McKerrow's lab at UCSF is collaborating with UCSC researchers Phil Crews and Roger Linington to screen their collections of marine natural products for chemicals that are active against the parasite that causes African sleeping sickness. Crews, a professor of chemistry and biochemistry, has run the Marine Natural Products Laboratory at UCSC for more than 20 years, focusing on chemicals isolated from sponges and marine fungi. Linington's lab isolates compounds from bacteria that live in marine sediments.

"The collaboration on African sleeping sickness is still in the early stages, but the results so far are very encouraging. We have products in the pipeline that look promising," said Linington, an assistant professor of chemistry and biochemistry.

Linington is also working with Fitnat Yildiz, associate professor of microbiology and environmental toxicology, to find compounds that are active against Vibrio cholerae, the microbe that causes cholera.

"The Chemical Screening Center is invaluable to our research," Linington said. "It is allowing us to explore projects and strategies in natural-products chemistry which would otherwise be impractical or impossible."

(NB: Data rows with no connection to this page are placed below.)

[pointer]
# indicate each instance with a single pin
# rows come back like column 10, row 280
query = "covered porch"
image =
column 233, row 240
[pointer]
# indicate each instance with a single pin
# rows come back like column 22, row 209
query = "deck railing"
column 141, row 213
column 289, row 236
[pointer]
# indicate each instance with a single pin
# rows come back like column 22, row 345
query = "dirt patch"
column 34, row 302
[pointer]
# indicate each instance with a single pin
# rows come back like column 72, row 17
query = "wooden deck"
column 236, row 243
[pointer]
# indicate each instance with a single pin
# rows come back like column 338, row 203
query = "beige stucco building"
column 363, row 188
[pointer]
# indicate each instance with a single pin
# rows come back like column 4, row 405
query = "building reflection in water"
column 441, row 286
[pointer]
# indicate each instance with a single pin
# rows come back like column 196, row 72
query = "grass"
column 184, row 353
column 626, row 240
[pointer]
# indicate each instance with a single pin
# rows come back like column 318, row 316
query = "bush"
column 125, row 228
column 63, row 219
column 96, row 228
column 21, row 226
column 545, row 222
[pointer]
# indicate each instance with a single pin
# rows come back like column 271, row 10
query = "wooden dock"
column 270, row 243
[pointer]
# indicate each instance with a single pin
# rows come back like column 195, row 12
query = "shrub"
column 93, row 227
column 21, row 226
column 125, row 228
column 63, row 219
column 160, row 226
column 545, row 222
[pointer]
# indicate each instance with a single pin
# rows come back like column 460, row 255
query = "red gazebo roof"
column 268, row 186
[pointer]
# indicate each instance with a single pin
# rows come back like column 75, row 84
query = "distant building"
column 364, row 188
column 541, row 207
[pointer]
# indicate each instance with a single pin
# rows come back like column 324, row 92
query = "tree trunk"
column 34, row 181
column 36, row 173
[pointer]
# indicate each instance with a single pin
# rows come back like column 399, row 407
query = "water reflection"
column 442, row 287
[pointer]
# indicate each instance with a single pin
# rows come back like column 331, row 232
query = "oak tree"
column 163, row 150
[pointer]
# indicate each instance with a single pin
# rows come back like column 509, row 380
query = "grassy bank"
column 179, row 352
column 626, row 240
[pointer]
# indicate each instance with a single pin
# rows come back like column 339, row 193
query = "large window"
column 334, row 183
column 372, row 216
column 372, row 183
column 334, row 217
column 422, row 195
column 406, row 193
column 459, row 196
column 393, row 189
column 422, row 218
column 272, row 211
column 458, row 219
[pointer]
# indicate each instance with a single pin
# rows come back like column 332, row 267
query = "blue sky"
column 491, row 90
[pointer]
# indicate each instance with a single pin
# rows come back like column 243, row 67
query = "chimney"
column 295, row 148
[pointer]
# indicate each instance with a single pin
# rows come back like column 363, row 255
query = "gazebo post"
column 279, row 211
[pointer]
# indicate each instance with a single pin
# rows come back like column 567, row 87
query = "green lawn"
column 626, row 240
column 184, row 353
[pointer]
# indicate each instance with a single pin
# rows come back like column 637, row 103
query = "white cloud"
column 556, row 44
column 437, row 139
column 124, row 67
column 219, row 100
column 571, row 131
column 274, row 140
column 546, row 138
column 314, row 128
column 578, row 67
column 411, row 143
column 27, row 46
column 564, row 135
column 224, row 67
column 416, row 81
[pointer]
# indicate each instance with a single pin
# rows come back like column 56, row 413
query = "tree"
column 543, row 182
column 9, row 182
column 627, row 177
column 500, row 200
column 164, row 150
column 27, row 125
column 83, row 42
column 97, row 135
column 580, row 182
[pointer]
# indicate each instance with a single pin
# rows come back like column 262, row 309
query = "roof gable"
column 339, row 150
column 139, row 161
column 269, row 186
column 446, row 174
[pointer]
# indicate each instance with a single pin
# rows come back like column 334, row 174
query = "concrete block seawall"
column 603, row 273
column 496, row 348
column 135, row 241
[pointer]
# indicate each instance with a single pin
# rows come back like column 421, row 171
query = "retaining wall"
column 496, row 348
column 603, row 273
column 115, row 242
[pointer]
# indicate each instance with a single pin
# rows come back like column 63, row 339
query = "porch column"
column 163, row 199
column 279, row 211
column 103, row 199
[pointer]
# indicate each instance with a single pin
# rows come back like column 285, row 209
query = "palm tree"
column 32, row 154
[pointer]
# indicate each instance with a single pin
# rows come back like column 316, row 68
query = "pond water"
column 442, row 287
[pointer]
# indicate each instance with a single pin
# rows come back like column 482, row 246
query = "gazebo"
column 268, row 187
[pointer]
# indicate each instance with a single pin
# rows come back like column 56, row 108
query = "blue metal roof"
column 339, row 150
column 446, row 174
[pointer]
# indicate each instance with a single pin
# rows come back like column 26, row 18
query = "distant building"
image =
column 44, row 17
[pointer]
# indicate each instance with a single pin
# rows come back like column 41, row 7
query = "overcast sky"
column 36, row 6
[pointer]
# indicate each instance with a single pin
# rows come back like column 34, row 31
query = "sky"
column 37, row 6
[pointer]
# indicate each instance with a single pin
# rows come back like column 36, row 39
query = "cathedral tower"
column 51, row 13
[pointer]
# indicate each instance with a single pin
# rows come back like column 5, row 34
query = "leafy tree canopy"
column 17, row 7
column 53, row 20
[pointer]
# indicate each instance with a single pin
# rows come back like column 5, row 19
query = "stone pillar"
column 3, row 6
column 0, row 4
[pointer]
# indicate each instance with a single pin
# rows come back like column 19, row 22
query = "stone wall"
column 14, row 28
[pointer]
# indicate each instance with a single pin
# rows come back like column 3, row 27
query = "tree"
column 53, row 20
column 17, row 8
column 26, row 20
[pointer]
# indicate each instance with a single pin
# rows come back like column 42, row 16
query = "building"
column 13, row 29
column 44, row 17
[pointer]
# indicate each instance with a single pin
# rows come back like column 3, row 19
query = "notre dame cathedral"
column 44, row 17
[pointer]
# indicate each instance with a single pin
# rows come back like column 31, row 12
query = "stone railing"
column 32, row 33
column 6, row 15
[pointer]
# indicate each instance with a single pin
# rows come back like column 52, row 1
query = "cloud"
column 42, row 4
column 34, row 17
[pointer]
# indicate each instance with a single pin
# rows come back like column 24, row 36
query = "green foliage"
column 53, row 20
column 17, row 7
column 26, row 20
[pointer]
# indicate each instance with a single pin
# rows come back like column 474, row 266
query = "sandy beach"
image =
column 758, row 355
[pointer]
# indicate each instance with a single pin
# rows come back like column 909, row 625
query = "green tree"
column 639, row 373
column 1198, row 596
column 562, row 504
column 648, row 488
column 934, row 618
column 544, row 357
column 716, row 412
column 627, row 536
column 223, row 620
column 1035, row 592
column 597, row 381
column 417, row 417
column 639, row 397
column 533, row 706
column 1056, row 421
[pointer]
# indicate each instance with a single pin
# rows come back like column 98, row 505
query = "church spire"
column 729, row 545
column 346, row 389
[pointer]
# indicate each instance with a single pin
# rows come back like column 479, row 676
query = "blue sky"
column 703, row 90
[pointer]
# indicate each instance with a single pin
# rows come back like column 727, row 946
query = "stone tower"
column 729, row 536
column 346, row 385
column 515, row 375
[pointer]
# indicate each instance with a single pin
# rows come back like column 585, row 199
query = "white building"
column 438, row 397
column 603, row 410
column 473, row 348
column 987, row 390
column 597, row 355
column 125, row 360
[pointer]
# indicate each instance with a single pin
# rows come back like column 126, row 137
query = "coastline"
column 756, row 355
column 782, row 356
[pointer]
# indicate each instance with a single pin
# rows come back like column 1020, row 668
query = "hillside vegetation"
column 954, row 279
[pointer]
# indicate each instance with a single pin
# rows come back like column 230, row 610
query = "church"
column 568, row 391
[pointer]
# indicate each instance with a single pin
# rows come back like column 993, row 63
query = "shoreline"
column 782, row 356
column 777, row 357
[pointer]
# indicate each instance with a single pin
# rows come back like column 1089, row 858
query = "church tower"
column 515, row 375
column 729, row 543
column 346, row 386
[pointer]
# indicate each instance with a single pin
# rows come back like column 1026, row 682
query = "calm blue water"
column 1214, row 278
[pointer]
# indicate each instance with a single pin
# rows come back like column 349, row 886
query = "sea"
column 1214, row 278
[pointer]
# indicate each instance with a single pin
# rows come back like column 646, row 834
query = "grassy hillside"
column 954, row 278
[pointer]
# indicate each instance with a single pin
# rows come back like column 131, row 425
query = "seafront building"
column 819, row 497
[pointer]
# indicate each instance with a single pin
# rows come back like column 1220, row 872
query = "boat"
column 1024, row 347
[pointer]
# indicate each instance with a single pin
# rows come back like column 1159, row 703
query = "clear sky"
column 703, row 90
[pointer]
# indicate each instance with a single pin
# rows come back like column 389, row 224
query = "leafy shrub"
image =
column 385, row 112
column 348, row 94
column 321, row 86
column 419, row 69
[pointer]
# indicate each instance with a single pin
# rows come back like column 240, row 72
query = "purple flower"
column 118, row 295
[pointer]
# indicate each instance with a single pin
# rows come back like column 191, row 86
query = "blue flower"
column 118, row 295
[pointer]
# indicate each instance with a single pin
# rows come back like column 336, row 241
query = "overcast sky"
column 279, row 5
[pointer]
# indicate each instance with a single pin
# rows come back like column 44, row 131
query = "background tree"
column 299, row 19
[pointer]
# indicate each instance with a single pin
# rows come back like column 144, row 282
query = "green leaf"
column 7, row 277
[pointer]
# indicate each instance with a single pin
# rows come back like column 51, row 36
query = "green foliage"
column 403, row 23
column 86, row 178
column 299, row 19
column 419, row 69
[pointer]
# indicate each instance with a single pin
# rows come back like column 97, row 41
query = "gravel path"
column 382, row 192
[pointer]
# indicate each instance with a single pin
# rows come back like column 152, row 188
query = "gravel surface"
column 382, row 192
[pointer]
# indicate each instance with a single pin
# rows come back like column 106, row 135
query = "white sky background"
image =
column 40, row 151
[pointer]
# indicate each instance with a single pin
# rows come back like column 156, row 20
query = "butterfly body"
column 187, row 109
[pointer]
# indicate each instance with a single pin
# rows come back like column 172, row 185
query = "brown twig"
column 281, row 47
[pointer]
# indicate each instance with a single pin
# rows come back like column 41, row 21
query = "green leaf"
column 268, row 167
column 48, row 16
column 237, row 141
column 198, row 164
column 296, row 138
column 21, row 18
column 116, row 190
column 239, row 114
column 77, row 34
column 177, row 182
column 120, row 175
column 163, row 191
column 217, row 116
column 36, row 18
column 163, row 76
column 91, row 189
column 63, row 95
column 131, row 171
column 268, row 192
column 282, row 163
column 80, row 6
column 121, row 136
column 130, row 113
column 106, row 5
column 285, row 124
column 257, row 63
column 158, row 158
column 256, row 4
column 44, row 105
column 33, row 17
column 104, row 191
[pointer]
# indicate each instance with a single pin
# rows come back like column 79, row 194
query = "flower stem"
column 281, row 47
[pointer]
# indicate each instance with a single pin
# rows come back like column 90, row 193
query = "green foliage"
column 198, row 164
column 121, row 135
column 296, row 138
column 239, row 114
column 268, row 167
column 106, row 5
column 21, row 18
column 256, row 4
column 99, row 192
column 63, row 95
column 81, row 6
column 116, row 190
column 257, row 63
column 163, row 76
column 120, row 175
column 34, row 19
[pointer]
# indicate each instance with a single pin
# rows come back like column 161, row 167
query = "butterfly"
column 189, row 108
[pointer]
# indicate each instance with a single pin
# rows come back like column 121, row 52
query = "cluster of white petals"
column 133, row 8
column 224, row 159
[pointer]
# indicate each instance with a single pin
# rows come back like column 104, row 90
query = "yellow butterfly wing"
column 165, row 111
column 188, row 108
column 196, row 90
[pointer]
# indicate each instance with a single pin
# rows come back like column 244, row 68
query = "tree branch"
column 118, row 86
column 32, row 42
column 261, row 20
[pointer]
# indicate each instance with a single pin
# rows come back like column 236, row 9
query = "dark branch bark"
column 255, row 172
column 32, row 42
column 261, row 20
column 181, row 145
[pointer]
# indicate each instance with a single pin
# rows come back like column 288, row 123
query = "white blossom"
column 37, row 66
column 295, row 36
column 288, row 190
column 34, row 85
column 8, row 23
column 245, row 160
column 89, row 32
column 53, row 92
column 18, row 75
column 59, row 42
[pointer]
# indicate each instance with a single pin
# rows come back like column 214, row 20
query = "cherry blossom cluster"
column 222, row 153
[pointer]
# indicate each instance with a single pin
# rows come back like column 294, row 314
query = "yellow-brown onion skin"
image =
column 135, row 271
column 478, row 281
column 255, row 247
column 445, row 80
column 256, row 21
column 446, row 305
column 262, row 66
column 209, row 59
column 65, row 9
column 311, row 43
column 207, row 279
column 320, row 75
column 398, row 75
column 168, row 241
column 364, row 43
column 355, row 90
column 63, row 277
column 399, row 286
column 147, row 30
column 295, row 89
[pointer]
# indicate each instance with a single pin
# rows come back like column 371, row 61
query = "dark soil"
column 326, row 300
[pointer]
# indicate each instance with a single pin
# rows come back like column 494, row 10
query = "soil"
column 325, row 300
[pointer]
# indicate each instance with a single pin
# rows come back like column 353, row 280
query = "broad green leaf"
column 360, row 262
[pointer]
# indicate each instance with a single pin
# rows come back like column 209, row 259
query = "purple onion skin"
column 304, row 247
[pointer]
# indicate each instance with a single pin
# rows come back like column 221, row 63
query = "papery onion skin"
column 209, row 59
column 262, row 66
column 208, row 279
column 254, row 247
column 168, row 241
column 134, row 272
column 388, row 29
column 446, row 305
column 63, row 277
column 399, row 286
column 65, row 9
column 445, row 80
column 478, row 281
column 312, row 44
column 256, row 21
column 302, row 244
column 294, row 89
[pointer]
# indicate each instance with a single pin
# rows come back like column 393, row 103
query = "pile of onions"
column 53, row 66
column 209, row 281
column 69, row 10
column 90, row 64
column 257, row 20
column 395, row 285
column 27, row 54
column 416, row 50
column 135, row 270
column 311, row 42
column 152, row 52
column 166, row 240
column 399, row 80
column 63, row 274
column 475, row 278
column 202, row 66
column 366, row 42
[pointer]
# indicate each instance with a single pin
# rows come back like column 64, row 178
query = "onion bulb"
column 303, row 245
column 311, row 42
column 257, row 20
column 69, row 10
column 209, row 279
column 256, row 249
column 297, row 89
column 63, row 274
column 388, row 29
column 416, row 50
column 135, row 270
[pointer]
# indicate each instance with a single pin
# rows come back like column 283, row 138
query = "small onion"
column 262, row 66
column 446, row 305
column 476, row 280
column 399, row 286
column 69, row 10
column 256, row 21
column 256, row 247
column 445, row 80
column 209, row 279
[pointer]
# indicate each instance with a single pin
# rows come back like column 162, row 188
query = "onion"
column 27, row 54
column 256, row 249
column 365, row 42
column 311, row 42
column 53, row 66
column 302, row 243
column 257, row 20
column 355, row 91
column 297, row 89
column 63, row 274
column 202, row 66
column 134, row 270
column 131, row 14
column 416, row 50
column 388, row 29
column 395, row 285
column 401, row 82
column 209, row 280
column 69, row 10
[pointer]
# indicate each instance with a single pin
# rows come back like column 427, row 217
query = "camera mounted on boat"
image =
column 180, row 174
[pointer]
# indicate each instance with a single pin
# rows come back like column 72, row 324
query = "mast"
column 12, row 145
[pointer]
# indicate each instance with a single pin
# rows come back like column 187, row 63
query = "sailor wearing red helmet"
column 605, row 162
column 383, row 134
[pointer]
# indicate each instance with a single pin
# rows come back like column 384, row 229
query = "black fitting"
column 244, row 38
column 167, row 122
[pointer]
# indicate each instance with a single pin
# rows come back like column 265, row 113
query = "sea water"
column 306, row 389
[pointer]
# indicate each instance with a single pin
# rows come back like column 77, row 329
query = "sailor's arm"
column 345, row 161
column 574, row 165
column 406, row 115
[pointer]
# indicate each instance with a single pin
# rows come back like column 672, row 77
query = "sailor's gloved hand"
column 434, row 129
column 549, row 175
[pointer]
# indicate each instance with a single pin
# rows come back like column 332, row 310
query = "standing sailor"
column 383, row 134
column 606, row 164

According to Lokey, one of the big challenges has been to efficiently process and analyze the huge quantities of data generated by the center's "high-throughput" screening procedures, which generate tens of thousands of data points from each experiment. Fortunately, a collaboration with bioinformatics experts in the Baskin School of Engineering has yielded powerful computational tools for analyzing the chemical screening data. Joshua Stuart, assistant professor of biomolecular engineering, and graduate student Marcos Woehrmann worked closely with Lokey to develop new data mining software.

"Marcos created a nice visual interface on the computer to help people mine their data for useful information," Lokey said. "I had not anticipated how central data mining would be to the screening process, so it's fortunate we had this collaboration."

The Chemical Screening Center's First Anniversary Symposium is sponsored by the California Institute for Quantitative Biomedical Research (QB3), the UCSC Division of Physical and Biological Sciences, Agilent Technologies, Perkin Elmer, Collaborative Drug Discovery, and MDS Analytical Technologies. The center is funded by grants from the National Institutes of Health, the U.S. Department of State, and QB3.

Keynote speaker James McKerrow is the Smith Professor of Experimental Pathology at UCSF and also holds appointments in cellular and molecular pharmacology and pharmaceutical chemistry. The Sandler Center for Basic Research in Parasitic Diseases, which he directs, is a consortium of core laboratories supporting development of new drugs for global parasitic diseases largely ignored by the pharmaceutical industry, such as African sleeping sickness, leishmaniasis, and Chagas' disease.